First Amendment Law Review
Helen Norton, The Government's Manufacture of Doubt, 16 First Amend. L. Rev. 342 (2018), https://falrunc.files.wordpress.com/2018/03/falr-volume-16-symposium-issue3.pdf, available at https://scholar.law.colorado.edu/articles/1183/.
“The manufacture of doubt” refers to a speaker’s strategic efforts to undermine factual assertions that threaten its self-interest. This strategy was perhaps most famously employed by the tobacco industry in its longstanding campaign to contest mounting medical evidence linking cigarettes to a wide range of health risks. At its best, the government’s speech can counter such efforts and protect the public interest, as exemplified by the Surgeon General’s groundbreaking 1964 report on the dangers of tobacco, a report that challenged the industry’s preferred narrative. But the government’s speech is not always so heroic, and governments themselves sometimes seek to manufacture doubt and protect their own interest at the expense of the public’s.
In this symposium essay, I examine how the government sometimes seeks to manufacture doubt about factual assertions it perceives as inconsistent with its policy or partisan preferences. I start with some background on the history of government speech in the United States, a history that reveals the diversity and complexity of the government’s expressive choices. Drawing from historical and contemporary examples, I then identify at least three expressive strategies through which the government can manufacture doubt: through its lies and misrepresentations, through its attacks on individuals and institutions that challenge its preferred narrative, and through its choices to bury or deny access to information that it finds inconvenient or dangerous. I close by briefly considering possible responses to these strategies.
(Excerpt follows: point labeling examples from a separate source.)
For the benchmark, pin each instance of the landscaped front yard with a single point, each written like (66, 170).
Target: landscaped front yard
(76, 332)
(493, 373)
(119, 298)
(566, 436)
The government’s speech can serve, or instead threaten, deliberative democracy. At its best, the government’s voice speaks truth to power both public and private, and supports or amplifies the voices of the powerless. But government is not always at its best. Our history and continuing experience reveal a variety of ways in which the government's expressive choices can manufacture doubt, distort the truth, and frustrate key constitutional values. In this essay, I seek to identify some of these patterns (both longstanding and new) in hopes that we can better recognize and challenge them when they arise.